All Bets Are Off!

2015-12-15_4-50-49

We got hit with some major volatility yesterday with a 19.5 point move up in 2 minutes (but only 53k contracts traded) and then a 1 minute 16 point drop, again with just 26k contracts traded. Big swings with relatively low volume means that the liquidity disappeared. Just after that, a fellow trader sent me a link to this article....

The Market Has Just Gone Nuts | Zero Hedge

The upshot being that there's US$1.1 trillion in S&P500 options expiring Friday with a lot of them being puts just below where the market is.

Now - a couple of things to consider there.

1 - People tend to overblow the numbers when they talk about derivatives. The nominal value of a single emini S&P500 contract is a little over $100k but obviously when you trade a contract, you are not risking $100. So when people report numbers, they tend to do so in the most newsworthy manner. So there is a tendency to pump up the numbers to the highest one that fits.

2 - Regardless of the fact the market is overweight puts, there were buyers and sellers of those puts. So there's people on both sides of that trade, people that will benefit if it goes down, people that will benefit if it goes up.

3 - Many of the puts will not have been speculative trades but hedges, so some of the holders wont care what the market does.

But still - that's a lot of money on the line and we can't expect either side to just sit by the sidelines and wait it out.

Tennis is not considered a dangerous sport, but it becomes dangerous when playing in a court full of elephants.
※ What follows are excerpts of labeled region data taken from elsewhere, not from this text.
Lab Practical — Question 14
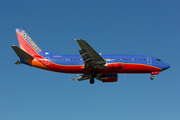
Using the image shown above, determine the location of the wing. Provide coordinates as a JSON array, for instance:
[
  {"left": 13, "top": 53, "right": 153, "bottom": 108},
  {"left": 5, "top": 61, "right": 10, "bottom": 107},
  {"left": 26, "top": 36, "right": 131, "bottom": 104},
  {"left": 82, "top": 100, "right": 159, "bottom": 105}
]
[{"left": 76, "top": 39, "right": 106, "bottom": 69}]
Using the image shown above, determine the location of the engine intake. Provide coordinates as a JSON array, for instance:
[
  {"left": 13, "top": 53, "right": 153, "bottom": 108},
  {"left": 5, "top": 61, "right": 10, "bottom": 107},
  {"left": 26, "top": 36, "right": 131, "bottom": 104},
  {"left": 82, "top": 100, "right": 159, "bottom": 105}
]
[
  {"left": 104, "top": 63, "right": 123, "bottom": 69},
  {"left": 98, "top": 74, "right": 117, "bottom": 82}
]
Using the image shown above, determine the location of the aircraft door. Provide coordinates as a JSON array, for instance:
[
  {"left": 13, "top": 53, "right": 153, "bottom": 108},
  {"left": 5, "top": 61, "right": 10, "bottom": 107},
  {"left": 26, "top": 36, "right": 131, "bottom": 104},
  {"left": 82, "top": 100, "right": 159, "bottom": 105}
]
[{"left": 147, "top": 57, "right": 152, "bottom": 64}]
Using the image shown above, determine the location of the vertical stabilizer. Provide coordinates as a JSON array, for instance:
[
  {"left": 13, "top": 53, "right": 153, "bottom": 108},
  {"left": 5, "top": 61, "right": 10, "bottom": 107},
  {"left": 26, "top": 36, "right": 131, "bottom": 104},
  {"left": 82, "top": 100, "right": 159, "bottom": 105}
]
[{"left": 16, "top": 28, "right": 42, "bottom": 56}]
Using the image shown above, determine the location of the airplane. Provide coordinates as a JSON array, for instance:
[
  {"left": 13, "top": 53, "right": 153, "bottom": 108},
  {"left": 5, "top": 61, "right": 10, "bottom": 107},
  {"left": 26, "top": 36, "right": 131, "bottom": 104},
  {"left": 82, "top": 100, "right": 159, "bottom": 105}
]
[{"left": 11, "top": 28, "right": 170, "bottom": 84}]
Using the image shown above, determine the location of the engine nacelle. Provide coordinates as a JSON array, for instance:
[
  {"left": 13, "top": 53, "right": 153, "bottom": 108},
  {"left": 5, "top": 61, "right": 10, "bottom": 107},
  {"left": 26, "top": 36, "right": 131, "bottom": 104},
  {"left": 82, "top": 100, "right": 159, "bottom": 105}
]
[
  {"left": 98, "top": 74, "right": 117, "bottom": 82},
  {"left": 104, "top": 63, "right": 123, "bottom": 69}
]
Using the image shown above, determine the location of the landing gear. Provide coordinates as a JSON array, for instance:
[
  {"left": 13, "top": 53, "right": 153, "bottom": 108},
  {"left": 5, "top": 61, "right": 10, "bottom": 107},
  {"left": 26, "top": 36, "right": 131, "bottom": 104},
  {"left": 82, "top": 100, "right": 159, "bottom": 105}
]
[
  {"left": 90, "top": 69, "right": 97, "bottom": 84},
  {"left": 90, "top": 78, "right": 94, "bottom": 84},
  {"left": 150, "top": 76, "right": 154, "bottom": 80}
]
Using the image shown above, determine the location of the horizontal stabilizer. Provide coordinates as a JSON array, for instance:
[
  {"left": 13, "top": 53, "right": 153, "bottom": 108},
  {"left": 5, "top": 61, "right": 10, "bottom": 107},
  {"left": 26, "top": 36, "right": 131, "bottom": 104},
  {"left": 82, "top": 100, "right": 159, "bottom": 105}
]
[
  {"left": 11, "top": 45, "right": 34, "bottom": 59},
  {"left": 14, "top": 60, "right": 21, "bottom": 65}
]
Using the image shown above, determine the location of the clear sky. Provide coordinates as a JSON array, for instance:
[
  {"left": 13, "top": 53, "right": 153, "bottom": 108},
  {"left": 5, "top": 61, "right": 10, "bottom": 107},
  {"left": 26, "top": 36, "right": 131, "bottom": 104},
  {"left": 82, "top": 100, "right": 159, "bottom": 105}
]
[{"left": 0, "top": 0, "right": 180, "bottom": 120}]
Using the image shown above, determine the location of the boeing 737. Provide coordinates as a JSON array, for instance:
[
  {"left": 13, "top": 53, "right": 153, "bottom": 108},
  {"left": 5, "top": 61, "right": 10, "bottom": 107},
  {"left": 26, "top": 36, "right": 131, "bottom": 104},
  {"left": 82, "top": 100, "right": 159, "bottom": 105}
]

In my opinion, that's what we have today. We have a potential FED rate hike (or not) and we have a lot of people that stand to benefit and lose based on where price ends up on Friday. So it could get interesting.

My own method of looking at the market is to look for areas I think speculators might jump on board and then joining when they do. I don't think this is that type of market. That presumes that speculators are the main players and that liquidity providers are doing their job in a fairly safe environment.

I think the market conditions - will cause liquidity providers to be extra cautious (i.e. missing) and for speculators like myself to be less significant. There is the potential for the markets to get pushed around.

In short, it's more dangerous to trade right now and in addition, my own method of analyzing the market is based on a set of presumptions that cannot be relied on from here till Friday.

That doesn't mean you can't trade it. I will watch it and see and possibly try to scale into a trade if the market puts in a run. If liquidity disappears, I won't even try that.